A generation of women are too busy to have sex and are so disconnected from nature that some must hire a doctor and a test tube to conceive. As a result, a generation of children will be saying, "Where's my mommy?" And through the silence, they will receive a reply: She is much too busy to care.

...which postponement can lead to assisted reproduction:

When one is too busy with career, travel, and other amenities to have sex, one turns to the medical community: Women "are prepared to pay thousands of pounds for private IVF treatments — even though they have unpleasant and potentially harmful side effects — because they believe it offers them the best chance of 'instant pregnancy'."          

Pregnancy should never be worth the wait, should it? After all, we grew up with instant oatmeal, solid-state television, instant gratification of every sort. And yet all that took too long. Now we are having trouble waiting to conceive. Who cares about those nasty side effects — we want to conceive and we want it NOW!

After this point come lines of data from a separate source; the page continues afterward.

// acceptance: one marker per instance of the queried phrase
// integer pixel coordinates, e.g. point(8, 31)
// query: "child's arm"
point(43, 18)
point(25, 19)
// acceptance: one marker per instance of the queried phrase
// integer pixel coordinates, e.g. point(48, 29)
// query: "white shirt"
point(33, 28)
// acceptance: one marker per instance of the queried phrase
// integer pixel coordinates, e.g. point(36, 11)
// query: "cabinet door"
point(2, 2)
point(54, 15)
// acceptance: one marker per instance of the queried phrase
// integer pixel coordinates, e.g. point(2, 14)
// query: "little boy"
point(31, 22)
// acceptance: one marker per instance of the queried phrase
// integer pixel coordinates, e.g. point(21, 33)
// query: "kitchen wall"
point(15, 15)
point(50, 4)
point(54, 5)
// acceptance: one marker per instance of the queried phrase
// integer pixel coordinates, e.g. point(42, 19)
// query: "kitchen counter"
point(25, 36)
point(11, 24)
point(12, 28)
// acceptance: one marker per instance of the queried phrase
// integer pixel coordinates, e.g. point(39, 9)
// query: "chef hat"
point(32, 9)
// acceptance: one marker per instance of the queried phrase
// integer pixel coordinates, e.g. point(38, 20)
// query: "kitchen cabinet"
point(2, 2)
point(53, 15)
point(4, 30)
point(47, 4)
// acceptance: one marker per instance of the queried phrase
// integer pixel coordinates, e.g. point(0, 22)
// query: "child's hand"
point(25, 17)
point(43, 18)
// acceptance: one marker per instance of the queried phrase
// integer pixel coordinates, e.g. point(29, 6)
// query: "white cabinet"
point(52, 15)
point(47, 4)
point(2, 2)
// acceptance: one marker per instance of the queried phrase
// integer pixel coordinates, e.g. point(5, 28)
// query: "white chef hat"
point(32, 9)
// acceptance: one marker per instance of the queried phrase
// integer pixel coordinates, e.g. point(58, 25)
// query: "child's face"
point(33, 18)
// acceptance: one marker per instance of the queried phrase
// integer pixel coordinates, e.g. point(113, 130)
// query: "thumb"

 ...which might eventually in its turn lead to adoption:

With stranger adoption, we take children from their natural families and place them with families that aren't their own, asking everyone to pretend that these children belong in those families.

The next time you become angry at a couple who claims to be "two mommies," [Not that often, Tricia. — Julie] ask yourself how often you've capitulated to the rhetoric of this brave new world, how often you've called someone who's never given birth and passed along genes a mother, or how often you've looked at an Asian child with two people who are clearly not her parents and believed that they are family.

...or, if you conceive and deliver, postpartum depression:

We follow celebrities, especially when they tell us how we should think. One reason for the recent post-partum depression epidemic, of course, is mental health spokesperson Brooke Shields. [A quick search of PubMed reveals that no studies have yet been published fingering Ms. Shields as Patient Zero.  Perhaps those are still undergoing careful peer review. — Julie]

Brooke really should know better than to prostitute herself to the mental health industry...I have a real problem with her promoting post-partum depression and so easily taking the medications that made everything bright and cheery again, supposedly.  The old-fashioned kind of prostitution, sans government intervention, harms few people. With the newfangled Brooke  Shields-mental-health-prostitution, many new moms read her book and say, "That’s me!" And then the moms jump on the post-partum depression bandwagon themselves, along with the little pills that supposedly cure the depression.  [C'mon.  What are you waiting for?  All the cool kids are doing it.  What are you, chicken? — Apparently Brooke, Julie, and others]

Ah, but now we come to it:

By the way, breastfeeding your newborn helps your hormones to return to normal, but how many times do you read this fact when you hear about post-partum depression? Instead of promoting this natural hormone regulator, Brooke was paid by the formula industry to promote bottlefeeding.  

You see, it seems that Vaughan, or Shore, is a breastfeeding advocate who was barred from performing at a comedy club when she attempted to take the stage with her infant son in a sling.  According to the club's management, bringing in the baby would have violated California's liquor control laws, which prohibit people under 21 from entering bars.

So on that score, LLL's interest in Shore, or Vaughan, who's spoken at a LLL gathering in the past, is understandable.  I can only assume they were unable to find another woman who'd been discriminated against because she breastfed.  I'm sure they combed this great bottle-feeding nation of ours and came up dry in their search for another advocate who could speak forcefully but wittily on the topic of nursing without all the troublesome anti-mother baggage.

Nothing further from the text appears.